The Brits Bring Sexy Back in Hysteria

When you think about Victorian period films, rarely does the mind consider film that is outside of the realm of Merchant Ivory dramas or films that distill prudish Victorian values. With the exception of Oscar Wilde’s The Importance of Being Earnest and a few others, comedic devices such as double entendre, sexual innuendo, and god forbid, slapstick are not commonly used tools that advance the plot. Tanya Wexler’s romantic comedy Hysteria employs all those devices, and then some.

Set in 1880, Mortimer Granville (Hugh Dancy) in an attempt to forward his medical career leaves his position at one of London’s state clinics for a position in private practice with the esteemed Dr.  Robert Dalrymble (Jonathan Pryce), London’s leading specialist in women’s medicine. Dr. Dalrymble’s claim to fame is treating women who suffer from hysteria, a disease state characterized by irritability, melancholy, frigidity, and nymphomania. Victorian medical science believed that hysteria results from a disorder of the uterus, of which Dalrymble’s practice specializes in relieving the symptoms of hysteria by massaging the womb. Into this practice, Mortimer Granville brings his medical acumen and somewhat compassionate spirit.

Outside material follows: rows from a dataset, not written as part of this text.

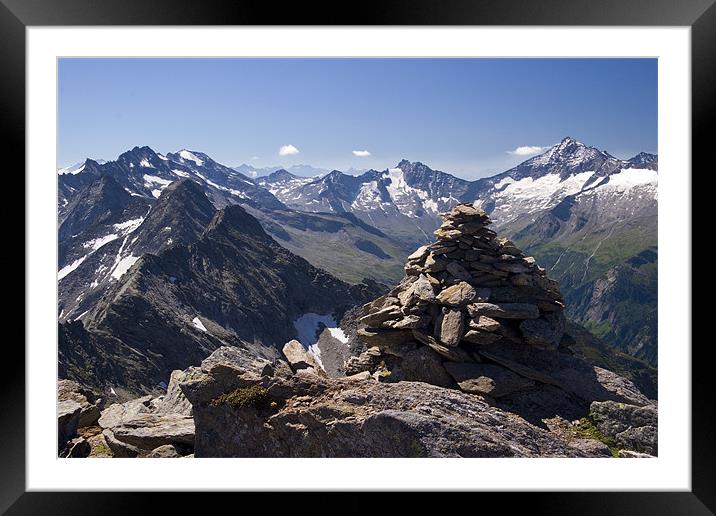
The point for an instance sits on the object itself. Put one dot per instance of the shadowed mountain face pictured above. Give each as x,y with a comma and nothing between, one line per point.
233,285
589,217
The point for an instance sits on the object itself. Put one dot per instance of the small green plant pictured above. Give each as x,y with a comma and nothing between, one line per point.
254,396
586,430
101,449
383,370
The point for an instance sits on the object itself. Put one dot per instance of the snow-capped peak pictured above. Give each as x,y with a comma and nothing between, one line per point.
190,156
78,167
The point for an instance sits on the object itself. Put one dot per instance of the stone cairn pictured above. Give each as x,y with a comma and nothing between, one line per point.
466,292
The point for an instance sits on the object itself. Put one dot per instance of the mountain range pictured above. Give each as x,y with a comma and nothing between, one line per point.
588,217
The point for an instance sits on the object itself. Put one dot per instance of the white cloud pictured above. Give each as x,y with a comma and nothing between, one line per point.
287,150
527,150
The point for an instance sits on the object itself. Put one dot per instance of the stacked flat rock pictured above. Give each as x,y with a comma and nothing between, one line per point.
467,290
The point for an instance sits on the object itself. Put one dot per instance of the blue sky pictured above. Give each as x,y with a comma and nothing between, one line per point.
464,116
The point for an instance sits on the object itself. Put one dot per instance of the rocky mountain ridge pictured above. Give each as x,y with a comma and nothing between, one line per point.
230,285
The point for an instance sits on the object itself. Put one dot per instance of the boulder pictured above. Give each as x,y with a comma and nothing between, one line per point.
116,413
383,338
629,454
77,448
453,354
451,327
149,431
409,321
458,271
457,295
423,289
422,365
324,417
174,401
299,358
380,316
419,254
89,402
68,416
480,337
487,379
119,449
166,451
504,310
484,323
540,333
632,426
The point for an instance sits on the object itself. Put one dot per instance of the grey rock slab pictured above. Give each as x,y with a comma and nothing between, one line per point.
451,327
149,431
457,295
299,358
487,379
504,310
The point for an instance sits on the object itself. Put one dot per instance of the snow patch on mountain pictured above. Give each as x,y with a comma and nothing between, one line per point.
129,225
64,271
96,243
198,324
190,156
632,177
149,179
123,266
532,194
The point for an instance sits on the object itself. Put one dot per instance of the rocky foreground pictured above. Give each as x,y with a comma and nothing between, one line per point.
466,357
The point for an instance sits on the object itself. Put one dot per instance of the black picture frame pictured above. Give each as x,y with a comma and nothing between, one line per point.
17,15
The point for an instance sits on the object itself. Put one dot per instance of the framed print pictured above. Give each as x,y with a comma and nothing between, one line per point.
421,249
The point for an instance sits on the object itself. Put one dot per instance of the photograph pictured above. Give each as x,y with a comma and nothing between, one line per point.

Add to the plot Dalrymble’s polar opposite daughters, Emily (Felicity Jones), the paragon of Victorian virtue and intelligence and black sheep Charlotte (Maggie Gyllenhaal), who has chosen to waste her aristocratic privilege and position championing the rights of women and the disenfranchised, and Granville’s well-heeled, dilettante, inventor friend John Smythe (Rupert Everett) and Wexler has concocted a tale that delves not only into the Victorian perceptions about love, sex, and familial duty, but also the political issues of class, gender rights, sexual freedom, and government responsibility. Ideals we still struggle with day, particularly in this election year.

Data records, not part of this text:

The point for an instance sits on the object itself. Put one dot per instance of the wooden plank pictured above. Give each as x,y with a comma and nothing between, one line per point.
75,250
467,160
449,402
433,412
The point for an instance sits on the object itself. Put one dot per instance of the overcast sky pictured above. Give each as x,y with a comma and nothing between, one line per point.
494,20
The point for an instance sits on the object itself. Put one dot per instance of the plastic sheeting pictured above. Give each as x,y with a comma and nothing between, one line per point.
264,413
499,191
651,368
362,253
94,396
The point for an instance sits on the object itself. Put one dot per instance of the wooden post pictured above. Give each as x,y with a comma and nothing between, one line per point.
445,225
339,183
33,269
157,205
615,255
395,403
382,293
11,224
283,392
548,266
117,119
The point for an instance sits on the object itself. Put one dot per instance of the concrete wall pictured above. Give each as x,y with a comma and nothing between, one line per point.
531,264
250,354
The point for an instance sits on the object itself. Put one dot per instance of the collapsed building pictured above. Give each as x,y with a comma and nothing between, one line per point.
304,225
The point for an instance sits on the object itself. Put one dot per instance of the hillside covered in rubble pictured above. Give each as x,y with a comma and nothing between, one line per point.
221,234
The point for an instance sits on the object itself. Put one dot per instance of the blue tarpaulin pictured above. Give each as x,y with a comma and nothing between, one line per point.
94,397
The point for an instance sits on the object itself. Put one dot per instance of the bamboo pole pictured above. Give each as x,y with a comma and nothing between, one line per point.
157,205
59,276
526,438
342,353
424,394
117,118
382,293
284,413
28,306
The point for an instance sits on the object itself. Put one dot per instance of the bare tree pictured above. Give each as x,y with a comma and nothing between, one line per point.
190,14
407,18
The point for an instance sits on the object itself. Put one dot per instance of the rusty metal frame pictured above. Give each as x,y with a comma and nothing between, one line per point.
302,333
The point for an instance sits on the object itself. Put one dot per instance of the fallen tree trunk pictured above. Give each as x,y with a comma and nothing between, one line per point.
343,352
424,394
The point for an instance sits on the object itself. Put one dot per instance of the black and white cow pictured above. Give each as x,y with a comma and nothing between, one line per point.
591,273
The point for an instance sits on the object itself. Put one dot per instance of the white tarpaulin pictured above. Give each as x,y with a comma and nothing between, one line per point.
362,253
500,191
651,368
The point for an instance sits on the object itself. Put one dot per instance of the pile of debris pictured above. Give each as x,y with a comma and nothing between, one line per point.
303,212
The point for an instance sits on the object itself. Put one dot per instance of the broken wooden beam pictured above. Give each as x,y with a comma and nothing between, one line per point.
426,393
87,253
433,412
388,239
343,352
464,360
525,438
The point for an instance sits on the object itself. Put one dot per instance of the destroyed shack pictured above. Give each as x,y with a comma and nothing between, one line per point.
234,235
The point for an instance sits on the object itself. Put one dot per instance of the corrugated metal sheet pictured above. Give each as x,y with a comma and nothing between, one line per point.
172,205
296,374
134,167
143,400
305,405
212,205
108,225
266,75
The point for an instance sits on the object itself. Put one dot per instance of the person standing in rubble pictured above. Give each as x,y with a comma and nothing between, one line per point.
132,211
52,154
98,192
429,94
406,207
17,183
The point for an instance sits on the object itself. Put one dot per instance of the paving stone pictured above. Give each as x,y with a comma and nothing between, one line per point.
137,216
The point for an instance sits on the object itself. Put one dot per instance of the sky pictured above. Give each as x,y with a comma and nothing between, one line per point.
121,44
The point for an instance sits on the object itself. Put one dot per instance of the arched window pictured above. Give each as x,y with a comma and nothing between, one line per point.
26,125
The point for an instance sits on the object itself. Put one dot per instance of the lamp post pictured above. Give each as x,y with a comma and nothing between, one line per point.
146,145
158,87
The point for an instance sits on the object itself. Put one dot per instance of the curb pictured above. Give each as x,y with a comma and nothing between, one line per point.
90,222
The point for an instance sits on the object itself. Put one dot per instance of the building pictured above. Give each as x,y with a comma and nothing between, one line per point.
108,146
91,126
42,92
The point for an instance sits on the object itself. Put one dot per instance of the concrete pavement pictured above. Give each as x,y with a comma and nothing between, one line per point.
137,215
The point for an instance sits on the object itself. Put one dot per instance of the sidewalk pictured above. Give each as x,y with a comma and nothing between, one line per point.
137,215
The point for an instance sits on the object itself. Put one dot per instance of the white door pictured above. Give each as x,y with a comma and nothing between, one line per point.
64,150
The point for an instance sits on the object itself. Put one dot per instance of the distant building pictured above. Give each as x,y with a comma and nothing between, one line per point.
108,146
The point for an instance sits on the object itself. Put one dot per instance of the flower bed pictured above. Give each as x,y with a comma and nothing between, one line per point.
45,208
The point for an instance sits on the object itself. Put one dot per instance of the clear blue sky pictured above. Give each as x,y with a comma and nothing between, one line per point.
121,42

Wexler ingeniously mixes comedy, romance and Victorian morays in this story that is ultimately about the invention of the first vibrator. As Charlotte Dalrymble, Maggie Gyllenhaal brings charm and a feisty determination that is a welcome change from some of the pathological, outsider roles she has portrayed in the past. Though her British accent is a bit off, Gyllenhaal does capture the essence of a privileged English woman who is caught between the worlds of Victorian duty and rectitude and her own passion for human rights. And though Gyllenhaal has never been seen as a great beauty, in this role the combination of Victorian elegance, passion, Gyllenhaal’s convincing performance causes her unique beauty to shine through in a way, perhaps, no seen before.

As Dr. Mortimer Granville, Hugh Dancy struggles with the emerging world of modern medicine and the stuffy, fading world of Victorian sensibility. This juxtaposition is also manifested in his sensible romance with Emily, while secretly attracted to the wild, impulsive, evolved Charlotte. Dancy navigates these polar opposites brilliantly without losing his character’s charm or sense of duty.

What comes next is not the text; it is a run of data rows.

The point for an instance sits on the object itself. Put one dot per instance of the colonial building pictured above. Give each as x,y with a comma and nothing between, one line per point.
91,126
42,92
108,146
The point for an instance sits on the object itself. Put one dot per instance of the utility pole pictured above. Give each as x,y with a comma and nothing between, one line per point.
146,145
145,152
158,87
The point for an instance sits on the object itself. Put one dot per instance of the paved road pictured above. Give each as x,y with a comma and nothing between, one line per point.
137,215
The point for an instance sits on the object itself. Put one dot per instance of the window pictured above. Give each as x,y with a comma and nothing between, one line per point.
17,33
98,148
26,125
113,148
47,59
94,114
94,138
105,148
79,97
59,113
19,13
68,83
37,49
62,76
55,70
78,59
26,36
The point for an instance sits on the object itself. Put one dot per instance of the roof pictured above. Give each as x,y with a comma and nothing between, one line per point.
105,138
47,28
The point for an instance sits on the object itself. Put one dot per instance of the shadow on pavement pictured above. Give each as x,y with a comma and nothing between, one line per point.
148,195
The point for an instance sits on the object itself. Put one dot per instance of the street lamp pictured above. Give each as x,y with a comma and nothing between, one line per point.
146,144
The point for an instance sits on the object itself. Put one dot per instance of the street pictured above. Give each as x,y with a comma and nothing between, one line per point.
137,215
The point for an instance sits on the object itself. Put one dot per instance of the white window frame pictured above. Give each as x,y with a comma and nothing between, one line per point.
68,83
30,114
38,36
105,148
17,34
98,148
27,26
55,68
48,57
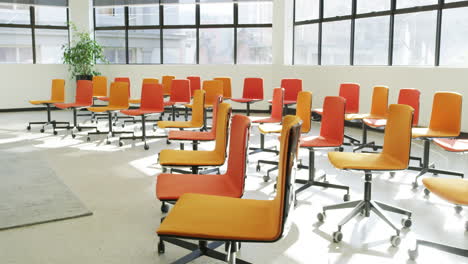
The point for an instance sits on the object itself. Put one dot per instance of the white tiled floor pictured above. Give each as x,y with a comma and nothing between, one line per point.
117,184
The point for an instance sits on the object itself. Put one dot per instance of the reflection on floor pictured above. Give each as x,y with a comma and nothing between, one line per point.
117,184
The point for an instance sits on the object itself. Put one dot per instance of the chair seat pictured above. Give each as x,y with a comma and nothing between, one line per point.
424,132
172,157
36,102
454,145
202,216
451,190
318,142
170,187
365,161
191,135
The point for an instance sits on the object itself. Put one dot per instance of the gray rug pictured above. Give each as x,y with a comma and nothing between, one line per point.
31,193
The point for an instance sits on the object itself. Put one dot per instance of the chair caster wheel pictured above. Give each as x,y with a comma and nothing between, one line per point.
413,254
321,217
406,223
395,240
337,236
346,197
161,247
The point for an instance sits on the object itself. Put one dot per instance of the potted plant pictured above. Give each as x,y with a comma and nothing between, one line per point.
82,54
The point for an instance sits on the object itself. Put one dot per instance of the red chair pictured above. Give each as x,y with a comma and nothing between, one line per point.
151,103
331,136
253,92
83,99
275,117
170,187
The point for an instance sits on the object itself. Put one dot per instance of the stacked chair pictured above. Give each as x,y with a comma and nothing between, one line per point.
57,96
232,220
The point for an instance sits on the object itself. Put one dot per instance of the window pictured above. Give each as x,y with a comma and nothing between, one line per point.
381,33
186,32
49,32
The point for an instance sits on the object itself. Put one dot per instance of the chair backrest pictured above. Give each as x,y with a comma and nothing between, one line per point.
222,123
198,108
303,109
446,112
195,83
350,92
84,92
291,88
397,137
100,86
277,103
284,200
58,90
379,105
167,83
332,127
227,88
125,80
152,97
180,91
410,97
118,95
213,89
253,88
238,147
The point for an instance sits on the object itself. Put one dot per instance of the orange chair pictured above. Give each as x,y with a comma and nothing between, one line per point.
151,103
445,123
275,118
227,89
118,100
232,220
170,187
331,136
394,156
252,92
83,99
176,159
57,96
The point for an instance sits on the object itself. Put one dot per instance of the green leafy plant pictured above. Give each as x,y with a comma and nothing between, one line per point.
82,54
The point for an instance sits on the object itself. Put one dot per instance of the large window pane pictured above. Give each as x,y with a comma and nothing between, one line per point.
255,13
372,6
15,45
371,41
254,45
414,39
110,16
50,15
14,14
143,15
49,44
113,43
412,3
180,14
216,45
306,44
454,48
219,13
307,9
180,46
143,46
335,42
334,8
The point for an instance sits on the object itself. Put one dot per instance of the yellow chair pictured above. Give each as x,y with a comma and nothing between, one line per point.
118,100
57,96
233,220
194,159
394,156
445,123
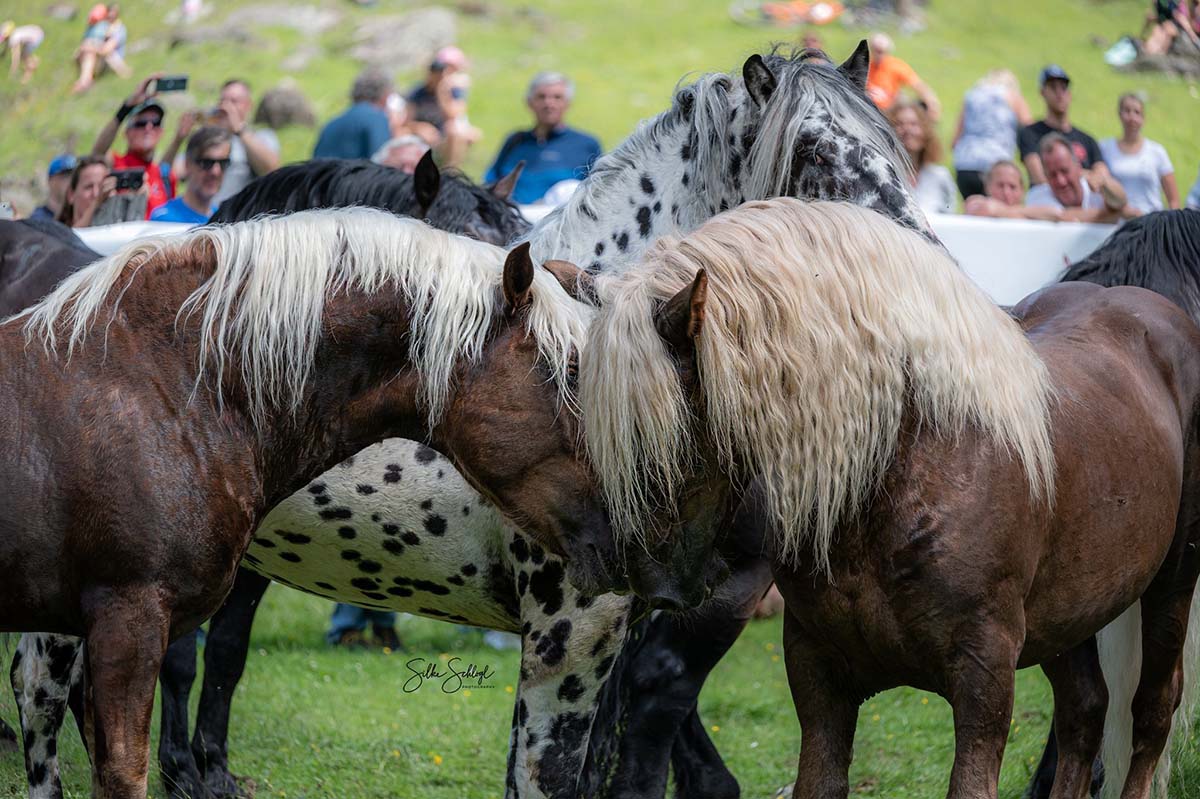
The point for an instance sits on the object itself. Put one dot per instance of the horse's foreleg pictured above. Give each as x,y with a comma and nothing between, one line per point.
564,662
126,642
225,659
180,775
42,671
1080,700
7,737
979,685
827,715
1164,619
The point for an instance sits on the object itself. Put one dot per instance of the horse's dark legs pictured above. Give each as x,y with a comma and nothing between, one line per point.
180,775
1080,700
665,679
827,718
697,766
225,659
126,643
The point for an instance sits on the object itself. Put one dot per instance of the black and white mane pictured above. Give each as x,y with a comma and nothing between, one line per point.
799,127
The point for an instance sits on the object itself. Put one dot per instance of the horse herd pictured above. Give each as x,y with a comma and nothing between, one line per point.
672,391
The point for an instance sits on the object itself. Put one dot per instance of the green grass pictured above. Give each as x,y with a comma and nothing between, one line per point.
316,724
625,55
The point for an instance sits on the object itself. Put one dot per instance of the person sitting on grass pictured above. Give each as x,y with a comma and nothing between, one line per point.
207,158
22,41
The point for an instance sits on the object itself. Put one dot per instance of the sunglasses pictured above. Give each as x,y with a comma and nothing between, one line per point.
208,163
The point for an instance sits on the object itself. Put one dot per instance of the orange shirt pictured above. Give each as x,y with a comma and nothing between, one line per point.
886,78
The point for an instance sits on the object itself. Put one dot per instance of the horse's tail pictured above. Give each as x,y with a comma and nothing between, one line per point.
1120,644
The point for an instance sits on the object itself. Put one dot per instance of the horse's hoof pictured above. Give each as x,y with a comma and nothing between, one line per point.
223,785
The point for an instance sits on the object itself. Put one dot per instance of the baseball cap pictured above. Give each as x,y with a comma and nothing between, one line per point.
65,162
449,55
1053,72
150,104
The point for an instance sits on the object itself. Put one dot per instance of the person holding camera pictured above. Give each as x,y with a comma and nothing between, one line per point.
89,188
207,160
142,116
253,152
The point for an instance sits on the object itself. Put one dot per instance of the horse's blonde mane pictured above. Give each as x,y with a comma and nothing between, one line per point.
262,308
822,320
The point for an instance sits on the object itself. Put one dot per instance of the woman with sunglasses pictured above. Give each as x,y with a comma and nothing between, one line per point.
142,116
207,160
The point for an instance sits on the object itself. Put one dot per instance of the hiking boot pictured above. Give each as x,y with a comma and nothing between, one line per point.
385,638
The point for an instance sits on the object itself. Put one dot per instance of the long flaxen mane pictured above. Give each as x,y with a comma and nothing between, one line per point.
262,308
822,320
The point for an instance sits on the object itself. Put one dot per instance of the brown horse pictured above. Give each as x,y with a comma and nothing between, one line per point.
957,493
211,376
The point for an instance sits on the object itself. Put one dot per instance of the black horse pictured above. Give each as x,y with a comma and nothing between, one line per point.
35,254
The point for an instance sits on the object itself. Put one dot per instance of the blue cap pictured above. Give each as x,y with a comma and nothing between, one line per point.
1053,72
65,162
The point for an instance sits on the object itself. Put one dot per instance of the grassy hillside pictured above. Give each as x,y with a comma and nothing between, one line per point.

Images courtesy of Sony Pictures Classic

Based on the true story of the first battery-operated vibrator, at its core, Hysteria, though titillating at times, is never vulgar. And Wexler has found a way to insert witty charm, sexual entendre, and humor into a subject matter that could be strained and pedestrian.

Who knew the story of the first British vibrator could be so stimulating.  Maybe now we Yanks will look at sex and the Brits in a different light!!